There was a Government Town named Anama surveyed in 1865, which was not fully developed, and officially ceased to exist in 1924. It was named for a local property owned by George Charles Hawker, near what is now the boundary of Hart and Rochester, both in the Hundred of Hart. The railway station may have been named for this Government Town on some maps, rather than for the Hundred district it was in.

==School and church==
Hart previously had a school which operated from 1895 to 1922. One of the notable former pupils was Sir Lyell McEwin, who had been born in the area. The residents of the district had been petitioning the government to provide a school, however they eventually erected a stone building to serve as a community hall, for uses including a public school and religious worship.

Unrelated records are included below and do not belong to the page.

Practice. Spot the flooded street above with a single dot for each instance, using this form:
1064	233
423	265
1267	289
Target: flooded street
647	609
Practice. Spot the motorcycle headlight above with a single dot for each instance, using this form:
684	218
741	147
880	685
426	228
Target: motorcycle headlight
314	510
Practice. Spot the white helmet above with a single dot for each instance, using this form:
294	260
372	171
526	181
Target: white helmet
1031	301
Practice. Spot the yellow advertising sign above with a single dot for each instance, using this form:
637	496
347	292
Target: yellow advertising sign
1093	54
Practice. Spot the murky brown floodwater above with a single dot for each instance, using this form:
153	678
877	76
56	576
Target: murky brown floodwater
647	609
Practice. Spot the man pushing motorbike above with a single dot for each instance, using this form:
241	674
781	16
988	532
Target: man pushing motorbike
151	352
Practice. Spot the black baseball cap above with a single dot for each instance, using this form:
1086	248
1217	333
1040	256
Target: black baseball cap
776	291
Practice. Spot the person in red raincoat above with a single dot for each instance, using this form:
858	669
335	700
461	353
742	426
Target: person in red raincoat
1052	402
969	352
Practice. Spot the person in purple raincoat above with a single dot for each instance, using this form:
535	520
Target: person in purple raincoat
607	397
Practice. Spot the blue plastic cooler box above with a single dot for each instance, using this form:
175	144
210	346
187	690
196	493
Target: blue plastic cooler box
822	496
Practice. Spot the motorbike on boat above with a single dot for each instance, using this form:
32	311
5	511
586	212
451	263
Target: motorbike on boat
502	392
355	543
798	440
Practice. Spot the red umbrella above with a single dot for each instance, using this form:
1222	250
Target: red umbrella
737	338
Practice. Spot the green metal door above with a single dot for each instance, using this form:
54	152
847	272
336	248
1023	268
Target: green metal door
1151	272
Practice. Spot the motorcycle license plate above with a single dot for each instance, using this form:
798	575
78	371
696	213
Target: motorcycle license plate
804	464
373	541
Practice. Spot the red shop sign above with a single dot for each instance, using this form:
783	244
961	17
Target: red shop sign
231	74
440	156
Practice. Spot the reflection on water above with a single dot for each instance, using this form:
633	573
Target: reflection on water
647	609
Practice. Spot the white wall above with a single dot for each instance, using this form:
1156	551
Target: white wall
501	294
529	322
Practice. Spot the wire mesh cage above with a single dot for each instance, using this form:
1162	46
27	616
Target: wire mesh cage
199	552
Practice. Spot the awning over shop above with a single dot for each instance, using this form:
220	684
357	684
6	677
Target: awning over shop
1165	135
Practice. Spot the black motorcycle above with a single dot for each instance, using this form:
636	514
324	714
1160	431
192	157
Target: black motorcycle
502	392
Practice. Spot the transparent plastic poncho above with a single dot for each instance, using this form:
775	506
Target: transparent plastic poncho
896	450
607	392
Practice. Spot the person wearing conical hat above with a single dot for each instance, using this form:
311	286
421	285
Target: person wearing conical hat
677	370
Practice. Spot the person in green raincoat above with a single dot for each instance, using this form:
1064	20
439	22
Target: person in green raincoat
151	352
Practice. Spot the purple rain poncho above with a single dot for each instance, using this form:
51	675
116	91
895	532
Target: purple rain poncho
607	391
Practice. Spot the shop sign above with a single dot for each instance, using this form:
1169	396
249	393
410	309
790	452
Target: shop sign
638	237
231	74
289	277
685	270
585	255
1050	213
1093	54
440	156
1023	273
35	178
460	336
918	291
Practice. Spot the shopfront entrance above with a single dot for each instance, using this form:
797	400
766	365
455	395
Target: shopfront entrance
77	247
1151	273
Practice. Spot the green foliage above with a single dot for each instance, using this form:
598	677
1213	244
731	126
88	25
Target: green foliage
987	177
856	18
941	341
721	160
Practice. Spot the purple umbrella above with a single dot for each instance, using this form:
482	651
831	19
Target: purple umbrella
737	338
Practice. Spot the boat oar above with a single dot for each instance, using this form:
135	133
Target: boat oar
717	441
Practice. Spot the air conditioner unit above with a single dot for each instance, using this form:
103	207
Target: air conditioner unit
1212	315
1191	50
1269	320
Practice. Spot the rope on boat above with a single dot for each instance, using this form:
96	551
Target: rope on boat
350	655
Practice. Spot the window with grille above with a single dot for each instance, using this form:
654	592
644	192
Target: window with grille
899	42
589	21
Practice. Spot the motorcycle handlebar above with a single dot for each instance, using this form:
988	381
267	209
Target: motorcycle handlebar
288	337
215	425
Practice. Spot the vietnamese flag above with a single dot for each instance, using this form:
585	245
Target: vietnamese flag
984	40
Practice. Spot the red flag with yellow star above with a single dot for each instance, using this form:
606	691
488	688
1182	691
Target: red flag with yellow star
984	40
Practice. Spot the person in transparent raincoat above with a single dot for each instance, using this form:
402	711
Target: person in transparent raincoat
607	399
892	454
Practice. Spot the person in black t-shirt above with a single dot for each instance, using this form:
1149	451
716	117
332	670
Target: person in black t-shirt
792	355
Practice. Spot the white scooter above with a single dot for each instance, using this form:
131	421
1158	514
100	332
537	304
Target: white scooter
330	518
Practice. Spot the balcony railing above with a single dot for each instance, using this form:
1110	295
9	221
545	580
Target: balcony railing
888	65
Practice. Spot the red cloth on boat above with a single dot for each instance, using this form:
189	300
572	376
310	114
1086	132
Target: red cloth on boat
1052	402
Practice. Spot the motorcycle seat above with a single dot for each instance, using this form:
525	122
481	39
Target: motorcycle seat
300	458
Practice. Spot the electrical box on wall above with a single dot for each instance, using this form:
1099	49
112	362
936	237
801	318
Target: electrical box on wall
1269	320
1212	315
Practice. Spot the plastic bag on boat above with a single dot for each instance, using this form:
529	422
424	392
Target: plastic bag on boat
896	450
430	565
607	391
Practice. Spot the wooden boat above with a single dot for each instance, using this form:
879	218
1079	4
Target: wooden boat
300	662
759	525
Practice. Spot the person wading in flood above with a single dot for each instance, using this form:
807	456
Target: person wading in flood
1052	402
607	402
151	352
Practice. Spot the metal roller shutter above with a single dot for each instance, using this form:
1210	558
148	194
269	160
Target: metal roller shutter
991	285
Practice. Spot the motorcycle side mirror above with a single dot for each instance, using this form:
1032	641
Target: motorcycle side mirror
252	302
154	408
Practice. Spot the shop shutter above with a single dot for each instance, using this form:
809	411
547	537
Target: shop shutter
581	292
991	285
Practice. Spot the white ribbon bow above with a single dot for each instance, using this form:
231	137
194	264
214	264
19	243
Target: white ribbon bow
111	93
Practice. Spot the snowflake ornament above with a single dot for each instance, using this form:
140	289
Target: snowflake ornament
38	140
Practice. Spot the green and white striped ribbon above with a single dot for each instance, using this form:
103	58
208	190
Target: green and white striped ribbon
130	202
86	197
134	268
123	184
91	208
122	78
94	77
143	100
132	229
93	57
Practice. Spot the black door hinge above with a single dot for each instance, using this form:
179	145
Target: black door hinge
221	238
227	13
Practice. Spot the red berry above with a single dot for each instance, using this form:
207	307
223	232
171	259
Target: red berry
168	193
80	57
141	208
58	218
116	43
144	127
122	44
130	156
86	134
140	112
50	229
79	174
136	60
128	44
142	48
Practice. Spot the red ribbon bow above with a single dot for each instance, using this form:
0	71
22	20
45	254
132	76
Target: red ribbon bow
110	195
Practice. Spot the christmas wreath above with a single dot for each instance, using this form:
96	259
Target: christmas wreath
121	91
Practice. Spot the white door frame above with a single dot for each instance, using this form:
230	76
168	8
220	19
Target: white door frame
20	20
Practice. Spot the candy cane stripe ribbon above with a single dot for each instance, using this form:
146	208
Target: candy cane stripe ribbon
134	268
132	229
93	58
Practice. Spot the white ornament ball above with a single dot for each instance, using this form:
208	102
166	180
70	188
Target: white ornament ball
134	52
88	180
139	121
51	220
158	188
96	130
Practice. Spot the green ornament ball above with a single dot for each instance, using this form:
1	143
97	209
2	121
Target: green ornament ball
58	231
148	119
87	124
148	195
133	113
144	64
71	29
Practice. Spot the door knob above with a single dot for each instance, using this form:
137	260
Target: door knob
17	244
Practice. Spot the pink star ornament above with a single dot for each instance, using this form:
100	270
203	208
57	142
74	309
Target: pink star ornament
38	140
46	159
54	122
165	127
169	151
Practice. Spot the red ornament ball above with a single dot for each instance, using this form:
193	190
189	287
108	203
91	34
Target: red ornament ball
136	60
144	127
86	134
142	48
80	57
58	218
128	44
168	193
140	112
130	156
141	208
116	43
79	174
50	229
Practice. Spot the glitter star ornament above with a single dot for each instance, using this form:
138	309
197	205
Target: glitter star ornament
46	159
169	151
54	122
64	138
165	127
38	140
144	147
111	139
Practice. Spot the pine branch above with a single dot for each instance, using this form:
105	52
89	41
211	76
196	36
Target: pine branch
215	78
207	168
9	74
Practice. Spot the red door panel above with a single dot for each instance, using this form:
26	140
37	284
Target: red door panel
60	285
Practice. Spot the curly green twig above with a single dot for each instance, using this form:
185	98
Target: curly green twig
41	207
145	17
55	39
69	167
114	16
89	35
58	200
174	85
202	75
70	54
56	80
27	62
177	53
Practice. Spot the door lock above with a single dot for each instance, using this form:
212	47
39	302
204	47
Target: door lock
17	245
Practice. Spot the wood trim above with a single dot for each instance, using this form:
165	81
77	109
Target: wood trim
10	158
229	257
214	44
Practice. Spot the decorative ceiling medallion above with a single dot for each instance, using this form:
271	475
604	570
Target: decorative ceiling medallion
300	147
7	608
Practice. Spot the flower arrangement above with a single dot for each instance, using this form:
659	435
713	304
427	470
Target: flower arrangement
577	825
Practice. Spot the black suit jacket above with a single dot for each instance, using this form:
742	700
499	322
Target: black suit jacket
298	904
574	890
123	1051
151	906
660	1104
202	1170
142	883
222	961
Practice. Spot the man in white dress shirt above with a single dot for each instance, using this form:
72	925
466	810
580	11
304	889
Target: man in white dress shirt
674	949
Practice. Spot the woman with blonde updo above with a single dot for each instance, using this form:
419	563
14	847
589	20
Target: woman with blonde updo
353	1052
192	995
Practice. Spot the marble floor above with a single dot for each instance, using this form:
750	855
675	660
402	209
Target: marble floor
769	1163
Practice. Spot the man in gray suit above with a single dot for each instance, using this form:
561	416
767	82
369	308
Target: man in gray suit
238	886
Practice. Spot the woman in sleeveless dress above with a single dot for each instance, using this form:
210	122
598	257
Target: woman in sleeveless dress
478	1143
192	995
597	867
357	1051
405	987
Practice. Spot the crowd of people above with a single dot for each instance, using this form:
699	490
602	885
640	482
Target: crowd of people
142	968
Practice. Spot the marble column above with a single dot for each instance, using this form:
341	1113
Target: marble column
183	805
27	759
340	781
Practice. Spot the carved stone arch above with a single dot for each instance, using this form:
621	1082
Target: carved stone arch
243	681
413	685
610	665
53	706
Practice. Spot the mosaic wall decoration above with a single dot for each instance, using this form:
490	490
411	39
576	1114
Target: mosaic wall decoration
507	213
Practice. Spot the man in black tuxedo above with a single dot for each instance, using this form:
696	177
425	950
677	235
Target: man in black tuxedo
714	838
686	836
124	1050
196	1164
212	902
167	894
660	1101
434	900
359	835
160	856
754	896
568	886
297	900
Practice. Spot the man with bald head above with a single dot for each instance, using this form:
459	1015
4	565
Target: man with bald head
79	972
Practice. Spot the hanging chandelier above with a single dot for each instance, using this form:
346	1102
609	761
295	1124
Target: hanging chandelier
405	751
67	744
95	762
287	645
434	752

The Annie McEwin Snow Presbyterian Memorial Church opened in 1923. It was named in honour of Alexander Lyell McEwin Snr's daughter who had died after a brief illness, aged only 30. Construction was funded by him and her father-in-law. It stands adjacent to the Hart hall which had also been the school. It closed in 1976 and is now a private residence.

==Hart Field Site==
Hart Field Site is a 40 ha agronomic field trial site where broadacre crops and cropping techniques are tested. The site is owned by the Hart Field-Site Group, established as a committee in 1982. The group bought this permanent site in 2000 with the financial support of Wakefield Regional Council, the group having previously used privately owned land near the current site.